WikiLeaks founder Julian Assange said on Monday that Ecuador is seeking to end his asylum in its London embassy and hand him over to the United States, but a judge rejected his lawsuit over embassy living conditions.
Assange spoke from the embassy via teleconference at a hearing in Quito of a lawsuit challenging the Ecuadorean government requiring him to pay for medical bills, phone calls and clean up after his pet cat.
He took refuge in the embassy six years ago to avoid extradition to Sweden in a sexual assault case that was later dropped. He remains there to avoid being jailed by Great Britain for violating the terms of his bail, which he has said would result in his being handed over to Washington.
During the hearing, Assange said the new rules were a sign Ecuador was trying to push him out, and said Ecuadorean President Lenin Moreno had already decided to end his asylum but had not yet officially given the order.
"If Mr.

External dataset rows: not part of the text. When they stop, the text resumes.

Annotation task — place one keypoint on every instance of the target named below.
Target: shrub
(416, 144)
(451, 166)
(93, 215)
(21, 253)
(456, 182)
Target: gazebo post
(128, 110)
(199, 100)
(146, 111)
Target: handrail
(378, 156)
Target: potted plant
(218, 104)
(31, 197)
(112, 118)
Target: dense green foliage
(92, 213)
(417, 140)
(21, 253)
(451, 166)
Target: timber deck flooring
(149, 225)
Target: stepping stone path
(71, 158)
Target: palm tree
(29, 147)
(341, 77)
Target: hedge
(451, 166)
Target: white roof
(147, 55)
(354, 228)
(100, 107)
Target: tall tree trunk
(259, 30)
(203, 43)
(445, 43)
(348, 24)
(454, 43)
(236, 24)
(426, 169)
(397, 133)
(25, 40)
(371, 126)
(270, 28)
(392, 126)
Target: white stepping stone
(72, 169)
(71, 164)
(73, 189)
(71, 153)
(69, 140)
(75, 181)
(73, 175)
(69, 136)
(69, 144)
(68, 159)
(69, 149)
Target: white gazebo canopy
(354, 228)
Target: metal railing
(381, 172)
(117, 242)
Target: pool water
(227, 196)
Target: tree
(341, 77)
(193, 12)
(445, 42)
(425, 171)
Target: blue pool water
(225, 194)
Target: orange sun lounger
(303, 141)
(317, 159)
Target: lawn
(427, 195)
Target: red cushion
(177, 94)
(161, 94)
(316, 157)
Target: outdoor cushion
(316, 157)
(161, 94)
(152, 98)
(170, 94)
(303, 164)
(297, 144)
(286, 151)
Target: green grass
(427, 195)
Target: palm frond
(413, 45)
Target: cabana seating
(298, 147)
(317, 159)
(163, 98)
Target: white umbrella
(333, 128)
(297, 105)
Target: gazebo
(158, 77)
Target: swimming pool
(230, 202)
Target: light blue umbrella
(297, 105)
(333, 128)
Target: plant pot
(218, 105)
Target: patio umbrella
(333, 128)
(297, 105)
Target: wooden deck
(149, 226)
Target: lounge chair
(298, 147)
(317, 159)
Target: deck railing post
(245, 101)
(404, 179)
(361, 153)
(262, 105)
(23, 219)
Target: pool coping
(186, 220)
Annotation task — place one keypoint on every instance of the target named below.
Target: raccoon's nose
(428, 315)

Assange wants to stay and he follows the rules ... he can stay at the embassy as long as he wants," said Attorney General Inigo Salvador, adding that Assange's stay had cost the country $6 million.

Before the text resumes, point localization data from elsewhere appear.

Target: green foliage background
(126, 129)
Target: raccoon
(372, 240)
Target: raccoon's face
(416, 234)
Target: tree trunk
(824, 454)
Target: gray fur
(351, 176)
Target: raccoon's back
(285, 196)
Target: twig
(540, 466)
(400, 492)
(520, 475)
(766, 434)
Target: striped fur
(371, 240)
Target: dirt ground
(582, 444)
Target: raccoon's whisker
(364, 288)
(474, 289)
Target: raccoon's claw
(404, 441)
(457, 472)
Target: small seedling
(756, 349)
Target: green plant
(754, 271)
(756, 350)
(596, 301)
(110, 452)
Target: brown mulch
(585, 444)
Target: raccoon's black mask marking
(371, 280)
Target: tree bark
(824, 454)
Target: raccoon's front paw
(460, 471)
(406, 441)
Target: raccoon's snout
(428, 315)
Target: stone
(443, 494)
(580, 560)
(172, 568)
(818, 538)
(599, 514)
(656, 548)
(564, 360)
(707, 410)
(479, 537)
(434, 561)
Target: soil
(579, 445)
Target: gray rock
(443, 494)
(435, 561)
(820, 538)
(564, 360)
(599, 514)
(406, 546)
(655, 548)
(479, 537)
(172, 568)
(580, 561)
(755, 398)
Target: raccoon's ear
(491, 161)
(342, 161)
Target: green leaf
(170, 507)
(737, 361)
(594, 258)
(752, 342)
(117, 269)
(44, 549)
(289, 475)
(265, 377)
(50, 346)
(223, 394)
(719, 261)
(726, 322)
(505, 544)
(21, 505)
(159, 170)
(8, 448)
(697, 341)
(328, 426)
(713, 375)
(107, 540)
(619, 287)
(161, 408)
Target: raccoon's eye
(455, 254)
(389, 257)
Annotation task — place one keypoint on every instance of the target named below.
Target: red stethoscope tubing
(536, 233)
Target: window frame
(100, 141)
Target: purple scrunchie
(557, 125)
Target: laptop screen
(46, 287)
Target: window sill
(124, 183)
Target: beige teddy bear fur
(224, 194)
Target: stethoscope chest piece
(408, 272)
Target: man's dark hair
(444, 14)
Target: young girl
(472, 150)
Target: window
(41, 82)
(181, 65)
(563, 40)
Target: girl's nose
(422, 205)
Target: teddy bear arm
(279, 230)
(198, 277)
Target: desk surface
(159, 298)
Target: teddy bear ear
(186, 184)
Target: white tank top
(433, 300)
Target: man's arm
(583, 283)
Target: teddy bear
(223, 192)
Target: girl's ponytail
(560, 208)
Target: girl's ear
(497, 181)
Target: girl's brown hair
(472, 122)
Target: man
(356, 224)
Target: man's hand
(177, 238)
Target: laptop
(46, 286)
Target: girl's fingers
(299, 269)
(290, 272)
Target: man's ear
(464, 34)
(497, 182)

Foreign Minister Jose Valencia declined to comment on Assange's assertion that Ecuador sought to hand him over to the United States.
Judge Karina Martinez rejected the lawsuit, saying the Foreign Ministry was in charge of determining his living conditions.
Assange's legal team said it immediately appealed the ruling.
Embassy staff had complained of Assange riding a skateboard in the halls, of playing soccer on the grounds and behaving aggressively with security personnel.
Ecuador's government also objected to his making online commentary about sensitive political issues in other countries, including publishing opinions about the Catalonia separatist movement in Spain.
The new rules were meant to address these concerns, Salvador said.
The United Kingdom in August had assured Assange that he would not be extradited if he left the embassy, Salvador told reporters last week.
Valencia told Reuters last week that the government was "frustrated" by the lawsuit and that it would no longer intervene with British authorities on Assange's behalf.
U.S. federal prosecutors in Alexandria, Virginia, have maintained a long-running grand jury investigation into WikiLeaks, which according to one source includes a probe into leaks of Central Intelligence Agency documents to the website.